Table 4.3 Some Escape Sequences vis-ΰ-vis ASCII Values

Character

Escape Sequence

ASCII Value

null

\0

000

bell

\a

007

backspace

\b

008

horizontal tab

\t

009

newline

\n

010

vertical tab

\v

011

form feed

\f

012

carriage return

\r

013

quotation mark

\"

034

apostrophe

\'

039

question mark

\?

063

backlash

\\

092

 

Example

Some character constants expressed in terms of escape sequences are given below:

‘\n’

‘\t’

‘\b’

‘\'’

‘\\’

‘\"’

 

Note that the character constants ‘\0’ and ‘0’ are distinct. Also, note that the escape sequences can be expressed by means of octal or hexadecimal number systems. Generally, using an octal or hexadecimal escape sequence is less popular than writing the character constant directly.

String constants

A string constant consists of any number of consecutive characters (including none) enclosed in double quotation marks, e.g., “Operation Flood”; “NDRI, Karnal-132001”; “+91-184-2559015”; “19.95”; “The correct answer is: ”; “2*(I+3)/J”; “Line 1\nLine 2\nLine 3”;   “    ”; “ ”; and so on.

Note that a character constant, e.g., ‘A’ and corresponding single-character string constant, “A” are not equivalent!
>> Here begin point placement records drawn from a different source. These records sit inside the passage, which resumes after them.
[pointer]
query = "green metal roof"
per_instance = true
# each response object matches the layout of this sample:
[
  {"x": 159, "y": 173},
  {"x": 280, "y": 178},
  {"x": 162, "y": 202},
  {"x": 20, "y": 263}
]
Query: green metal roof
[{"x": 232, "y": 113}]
Also, mind that a character constant has an equivalent integer value, whereas a single-character string constant does not have such an integer value.

4.6  Variables and Arrays

A variable is a named memory location (in the main memory or RAM) that can be used to read and write information. You may think of a variable as placeholder for a value. A variable is considered as being equivalent to its assigned value. Thus, if there is a variable,i initialised (or set equal) to 0, then it follows that i+1 will be equal to 1. Hence, a variable is an identifier that denotes some specified type of information within a designated portion of the programme. The variable must be assigned a value at some point in the programme. Subsequently, the value can be accessed in the programme by referring to the variable name. A given variable can be assigned different values at various places within the programme. Thus, the information contained in the variable can change during the execution of the programme. However, the type of the information (i.e., numeric or string, etc.) associated with the variable cannot change. The rules governing naming variables in ‘C’ are as follows:

·         The name can contain letters, digits and the underscore

·         The first letter must be any valid letter or the underscore

·         An underscore as the first letter should be avoided as it may conflict with standard system variables

·         The length of name can be unlimited although the first 31 characters must be unique

·         Keywords cannot be used as a variable name

·         Of course, the variable name should be meaningful to the programming context.

As ‘C’ is, relatively, a low-level programming language, therefore, before a ‘C’ programme can utilise memory to store a variable, it must demand the memory needed to store the values for a variable. This is realised by declaring variables. Declaring variables is the statement(s) in which a ‘C’ programme specifies the number of variables it needs, their names and quantum of memory they will need.

The array is another kind of variable that is commonly used in ‘C’. An array is an identifier that refers to a collection of data items that all have the same name. The data items must all be of the same type such as integer, character, etc. The individual data items are represented by their corresponding array elements, i.e., the first data item is represented by the first array element and so on. The individual array elements are distinguished from each other by the value that is assigned to a subscript. The detailed description of variables and arrays will be made in the following modules/lessons.

4.7  Operators

An operator is a symbol that facilitates the programmer to instruct the computer machine to perform certain mathematical or logical manipulations. Operators are used in ‘C’ programme to operate on data and variables. ‘C’ supports a rich collection of operators, viz., arithmetic operators, relational operators, logical operators, assignment operators, increments and decrement operators, conditional operators, bitwise operators and special operators (to be discussed later).